Les tendances 2026 privilégient les peintures écologiques à faible teneur en COV (Composés Organiques Volatils), conformément à la réglementation européenne qui impose un seuil maximal de 30 g/L pour les peintures murales intérieures depuis 2023. Les peintures biosourcées (à base de résines végétales) et les enduits à la chaux connaissent un essor notable, portés par la demande des consommateurs pour des matériaux sains. Les techniques de peinture décorative (enduits décoratifs, béton ciré, stuc vénitien) progressent de 10 % par an.

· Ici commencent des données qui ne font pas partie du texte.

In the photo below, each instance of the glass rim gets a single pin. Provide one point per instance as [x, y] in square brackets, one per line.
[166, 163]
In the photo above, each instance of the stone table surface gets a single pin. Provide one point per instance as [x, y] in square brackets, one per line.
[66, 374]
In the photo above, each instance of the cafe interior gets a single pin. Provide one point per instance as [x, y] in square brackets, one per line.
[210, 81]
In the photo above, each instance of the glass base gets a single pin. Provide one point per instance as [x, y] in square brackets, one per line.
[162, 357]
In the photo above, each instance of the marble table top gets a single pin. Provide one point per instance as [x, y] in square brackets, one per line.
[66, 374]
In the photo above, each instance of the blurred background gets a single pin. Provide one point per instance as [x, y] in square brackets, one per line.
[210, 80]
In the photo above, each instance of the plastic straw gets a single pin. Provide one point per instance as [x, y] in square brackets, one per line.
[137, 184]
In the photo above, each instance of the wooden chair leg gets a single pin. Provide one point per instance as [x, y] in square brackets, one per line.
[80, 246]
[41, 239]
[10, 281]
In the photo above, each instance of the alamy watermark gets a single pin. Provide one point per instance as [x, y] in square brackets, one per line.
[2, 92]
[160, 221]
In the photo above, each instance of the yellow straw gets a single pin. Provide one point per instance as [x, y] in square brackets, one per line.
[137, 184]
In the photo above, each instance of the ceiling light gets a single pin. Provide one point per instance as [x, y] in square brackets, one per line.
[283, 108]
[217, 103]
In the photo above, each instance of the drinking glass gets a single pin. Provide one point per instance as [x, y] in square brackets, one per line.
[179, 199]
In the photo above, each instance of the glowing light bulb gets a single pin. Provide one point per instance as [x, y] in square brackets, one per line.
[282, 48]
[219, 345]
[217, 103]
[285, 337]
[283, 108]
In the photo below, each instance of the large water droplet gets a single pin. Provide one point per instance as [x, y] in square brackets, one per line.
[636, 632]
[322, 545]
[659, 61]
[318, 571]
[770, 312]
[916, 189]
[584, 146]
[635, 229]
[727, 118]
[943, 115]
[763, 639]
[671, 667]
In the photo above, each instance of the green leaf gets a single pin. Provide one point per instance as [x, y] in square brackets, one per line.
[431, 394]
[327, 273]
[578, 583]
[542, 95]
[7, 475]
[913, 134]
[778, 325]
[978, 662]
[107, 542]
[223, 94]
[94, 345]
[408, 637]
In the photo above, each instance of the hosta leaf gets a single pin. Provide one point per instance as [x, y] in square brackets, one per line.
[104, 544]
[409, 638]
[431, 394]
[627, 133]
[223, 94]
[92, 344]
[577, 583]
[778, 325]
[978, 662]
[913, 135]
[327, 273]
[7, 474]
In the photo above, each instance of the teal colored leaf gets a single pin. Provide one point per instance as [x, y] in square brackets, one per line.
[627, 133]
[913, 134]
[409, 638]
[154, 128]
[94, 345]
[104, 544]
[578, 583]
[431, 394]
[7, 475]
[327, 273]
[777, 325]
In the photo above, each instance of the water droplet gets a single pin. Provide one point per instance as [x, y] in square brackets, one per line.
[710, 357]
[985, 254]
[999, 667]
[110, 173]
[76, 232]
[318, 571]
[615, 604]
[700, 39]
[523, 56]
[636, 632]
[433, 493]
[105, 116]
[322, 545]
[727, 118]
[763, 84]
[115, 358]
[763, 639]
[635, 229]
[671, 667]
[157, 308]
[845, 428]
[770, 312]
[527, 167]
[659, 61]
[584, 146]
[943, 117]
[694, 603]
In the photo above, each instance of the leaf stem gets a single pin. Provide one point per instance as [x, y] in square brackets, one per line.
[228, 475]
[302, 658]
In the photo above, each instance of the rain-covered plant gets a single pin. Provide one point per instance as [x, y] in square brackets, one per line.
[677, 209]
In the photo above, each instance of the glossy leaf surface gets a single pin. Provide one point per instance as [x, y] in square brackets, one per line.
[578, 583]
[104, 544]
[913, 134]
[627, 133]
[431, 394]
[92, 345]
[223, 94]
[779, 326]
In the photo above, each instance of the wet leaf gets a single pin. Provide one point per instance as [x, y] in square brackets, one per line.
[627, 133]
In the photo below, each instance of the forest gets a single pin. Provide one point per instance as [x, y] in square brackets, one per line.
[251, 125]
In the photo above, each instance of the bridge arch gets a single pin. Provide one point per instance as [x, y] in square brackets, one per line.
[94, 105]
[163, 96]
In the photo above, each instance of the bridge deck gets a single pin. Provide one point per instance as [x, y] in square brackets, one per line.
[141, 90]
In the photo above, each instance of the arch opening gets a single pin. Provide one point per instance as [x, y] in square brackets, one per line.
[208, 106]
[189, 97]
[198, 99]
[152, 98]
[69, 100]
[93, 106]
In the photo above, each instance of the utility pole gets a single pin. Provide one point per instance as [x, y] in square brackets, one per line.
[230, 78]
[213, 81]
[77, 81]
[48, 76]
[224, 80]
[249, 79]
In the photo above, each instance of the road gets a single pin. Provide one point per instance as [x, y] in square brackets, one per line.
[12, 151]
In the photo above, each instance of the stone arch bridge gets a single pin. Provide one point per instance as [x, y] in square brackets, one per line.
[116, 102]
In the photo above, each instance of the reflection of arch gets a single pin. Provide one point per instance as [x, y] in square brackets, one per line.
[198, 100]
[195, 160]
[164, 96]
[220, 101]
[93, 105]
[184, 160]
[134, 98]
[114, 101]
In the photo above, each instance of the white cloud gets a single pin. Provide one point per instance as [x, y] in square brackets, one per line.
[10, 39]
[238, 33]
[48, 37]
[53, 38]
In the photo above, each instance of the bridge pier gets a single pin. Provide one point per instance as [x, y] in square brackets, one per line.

La réglementation impose un diagnostic plomb (CREP) avant tout travail de peinture dans les logements construits avant le 1er janvier 1949. Si du plomb est détecté, des mesures de protection spécifiques sont obligatoires (confinement, aspiration, équipements de protection individuelle). Le DTU 59.1 (revêtements de peinture en feuil mince, semi-épais ou épais) et le DTU 59.3 (peinture de sols) constituent les références normatives pour la mise en œuvre.